The k=3 parameter controls how many chunks the retriever fetches. Too few = missing context. Too many = token waste and confusion.

Step 5: Add Memory (Optional but Recommended)

`python

from langchain.memory import ConversationBufferMemory

memory = ConversationBufferMemory(

memory_key="chat_history",

return_messages=True

)

from langchain.chains import ConversationalRetrievalChain

chat_chain = ConversationalRetrievalChain.from_llm(

llm=llm,

retriever=retriever,

memory=memory

)

result = chat_chain.invoke({"question": "Summarize the report"})

result = chat_chain.invoke({"question": "What did you just say?"}) # remembers

`

Without memory, every question is independent. The model forgets what you asked 10 seconds ago.

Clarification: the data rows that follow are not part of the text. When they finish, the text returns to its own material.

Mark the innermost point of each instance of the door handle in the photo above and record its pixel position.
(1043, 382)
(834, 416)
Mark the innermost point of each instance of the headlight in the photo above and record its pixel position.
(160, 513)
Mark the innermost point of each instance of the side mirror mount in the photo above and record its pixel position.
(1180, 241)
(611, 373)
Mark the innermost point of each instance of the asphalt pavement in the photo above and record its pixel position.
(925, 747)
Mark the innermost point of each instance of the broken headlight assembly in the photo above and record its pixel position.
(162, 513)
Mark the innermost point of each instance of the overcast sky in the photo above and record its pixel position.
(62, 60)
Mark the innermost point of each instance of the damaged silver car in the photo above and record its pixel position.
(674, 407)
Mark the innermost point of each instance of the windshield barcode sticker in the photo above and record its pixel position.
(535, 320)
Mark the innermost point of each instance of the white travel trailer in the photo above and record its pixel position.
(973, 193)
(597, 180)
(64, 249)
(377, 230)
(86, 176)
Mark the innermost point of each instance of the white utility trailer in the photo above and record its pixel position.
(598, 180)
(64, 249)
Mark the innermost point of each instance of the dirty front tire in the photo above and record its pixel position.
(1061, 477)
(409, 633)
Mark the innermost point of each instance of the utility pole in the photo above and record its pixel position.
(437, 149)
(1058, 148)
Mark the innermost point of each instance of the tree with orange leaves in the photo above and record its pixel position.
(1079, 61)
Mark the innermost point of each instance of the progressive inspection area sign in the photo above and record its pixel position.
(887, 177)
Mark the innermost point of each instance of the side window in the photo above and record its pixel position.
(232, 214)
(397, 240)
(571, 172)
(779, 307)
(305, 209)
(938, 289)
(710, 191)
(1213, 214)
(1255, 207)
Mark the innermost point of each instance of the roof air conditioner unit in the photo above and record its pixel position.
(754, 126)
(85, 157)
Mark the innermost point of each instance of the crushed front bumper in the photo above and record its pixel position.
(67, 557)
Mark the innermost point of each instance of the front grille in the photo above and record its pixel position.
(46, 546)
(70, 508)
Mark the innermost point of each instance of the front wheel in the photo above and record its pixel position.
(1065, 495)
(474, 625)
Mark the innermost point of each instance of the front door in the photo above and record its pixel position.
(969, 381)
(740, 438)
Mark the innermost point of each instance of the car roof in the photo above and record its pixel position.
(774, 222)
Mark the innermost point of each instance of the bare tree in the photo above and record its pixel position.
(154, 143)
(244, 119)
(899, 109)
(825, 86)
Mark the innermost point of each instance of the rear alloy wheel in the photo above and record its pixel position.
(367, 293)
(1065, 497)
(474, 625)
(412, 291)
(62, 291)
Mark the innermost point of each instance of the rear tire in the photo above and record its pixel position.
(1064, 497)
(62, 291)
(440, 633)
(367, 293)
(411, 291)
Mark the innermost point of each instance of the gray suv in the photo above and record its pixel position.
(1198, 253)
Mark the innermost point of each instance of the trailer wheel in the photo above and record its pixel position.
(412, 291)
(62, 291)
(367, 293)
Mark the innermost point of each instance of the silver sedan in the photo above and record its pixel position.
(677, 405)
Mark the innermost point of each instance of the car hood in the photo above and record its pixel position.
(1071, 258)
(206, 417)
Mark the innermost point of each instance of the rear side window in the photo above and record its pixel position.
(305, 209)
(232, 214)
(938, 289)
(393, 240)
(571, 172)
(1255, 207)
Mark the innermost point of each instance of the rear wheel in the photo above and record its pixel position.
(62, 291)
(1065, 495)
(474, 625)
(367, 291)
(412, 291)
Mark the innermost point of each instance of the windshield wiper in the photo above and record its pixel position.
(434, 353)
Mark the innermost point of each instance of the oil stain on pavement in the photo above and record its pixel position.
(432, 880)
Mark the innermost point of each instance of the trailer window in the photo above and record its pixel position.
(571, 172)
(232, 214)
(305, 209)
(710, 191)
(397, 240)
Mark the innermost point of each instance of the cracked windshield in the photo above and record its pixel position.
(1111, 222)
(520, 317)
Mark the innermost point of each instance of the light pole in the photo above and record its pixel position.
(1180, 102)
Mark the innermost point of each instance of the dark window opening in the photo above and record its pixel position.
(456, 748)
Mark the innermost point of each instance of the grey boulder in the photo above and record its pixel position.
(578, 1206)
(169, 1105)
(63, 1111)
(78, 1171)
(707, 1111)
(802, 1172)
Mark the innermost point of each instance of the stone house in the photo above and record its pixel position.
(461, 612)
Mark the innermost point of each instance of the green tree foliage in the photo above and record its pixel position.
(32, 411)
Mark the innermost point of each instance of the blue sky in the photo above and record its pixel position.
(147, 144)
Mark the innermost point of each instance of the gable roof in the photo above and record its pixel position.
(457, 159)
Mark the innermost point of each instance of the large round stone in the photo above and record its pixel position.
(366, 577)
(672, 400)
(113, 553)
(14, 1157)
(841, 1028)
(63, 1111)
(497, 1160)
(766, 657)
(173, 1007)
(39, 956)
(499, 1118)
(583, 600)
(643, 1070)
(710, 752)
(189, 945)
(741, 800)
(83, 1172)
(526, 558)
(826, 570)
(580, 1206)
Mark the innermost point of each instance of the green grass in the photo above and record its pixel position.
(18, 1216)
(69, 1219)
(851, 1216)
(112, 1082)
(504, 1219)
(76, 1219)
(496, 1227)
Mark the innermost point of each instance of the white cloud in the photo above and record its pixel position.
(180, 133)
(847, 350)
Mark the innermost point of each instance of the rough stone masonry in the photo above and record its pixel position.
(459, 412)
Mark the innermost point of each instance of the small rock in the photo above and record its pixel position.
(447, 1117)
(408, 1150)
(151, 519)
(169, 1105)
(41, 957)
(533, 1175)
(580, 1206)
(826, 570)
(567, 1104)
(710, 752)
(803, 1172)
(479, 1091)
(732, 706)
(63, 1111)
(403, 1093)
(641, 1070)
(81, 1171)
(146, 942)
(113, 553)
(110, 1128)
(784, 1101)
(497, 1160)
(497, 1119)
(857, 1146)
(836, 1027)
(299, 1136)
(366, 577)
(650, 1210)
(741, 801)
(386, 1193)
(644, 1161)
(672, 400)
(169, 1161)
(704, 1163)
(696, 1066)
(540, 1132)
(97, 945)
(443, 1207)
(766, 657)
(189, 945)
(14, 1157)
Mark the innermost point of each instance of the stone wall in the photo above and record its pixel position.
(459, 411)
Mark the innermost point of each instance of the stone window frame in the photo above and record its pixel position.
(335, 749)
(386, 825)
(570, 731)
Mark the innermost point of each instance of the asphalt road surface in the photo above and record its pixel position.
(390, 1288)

Step 6: Handle Errors Gracefully

Production chains fail. APIs timeout. PDFs are corrupted. Build error handling from day one:

`python

from langchain_core.runnables import RunnableConfig

try:

response = qa_chain.invoke({"query": "What are the key findings?"})

except Exception as e:

print(f"Chain failed: {e}")

response = {"result": "Unable to process. Please try a different document."}

`

Always wrap chain invocations in try-except blocks. Users prefer a graceful error message over a stack trace.

What to Do Next

  • Deploy — Wrap in FastAPI, containerize, and ship

Step 7: Evaluate Your Chain Before Production

Before shipping, test with questions you know the answers to:

`python

test_questions = [

"What is the main conclusion?",

"What methodology was used?",

"What are the limitations?"

]

for q in test_questions:

result = qa_chain.invoke({"query": q})

print(f"Q: {q}\nA: {result['result'][:200]}...\n")

`

If the answers are wrong or generic, your chunking strategy needs adjustment. Increase chunk_size, add more chunk_overlap, or switch to a better embedding model.

What's Still Hard

Version chaos. LangChain releases breaking changes monthly. Code that works in 0.1.x fails in 0.2.x. Pin your versions in production or expect surprises.

Debugging chains is opaque. When a chain returns garbage, you can't step through it. You have to add verbose=True` and read a wall of text. LangSmith helps but costs extra.

Retrieval quality is the bottleneck. A bad chunking strategy or poor embeddings will sink your app faster than a bad prompt. Most beginners obsess over the LLM when the vector search is the real problem.

Deployment complexity. A chain that works locally fails in production because of timeout limits, memory constraints, or concurrent access. Containerize early and test with realistic load.

Related Reading

The Bottom Line

LangChain is overkill for simple "call GPT-4" scripts. But once you need retrieval, memory, or tool use, it pays for itself. Start with a basic chain. Add complexity only when you hit limits.

The goal isn't to master every abstraction. It's to ship something that answers real questions using real documents.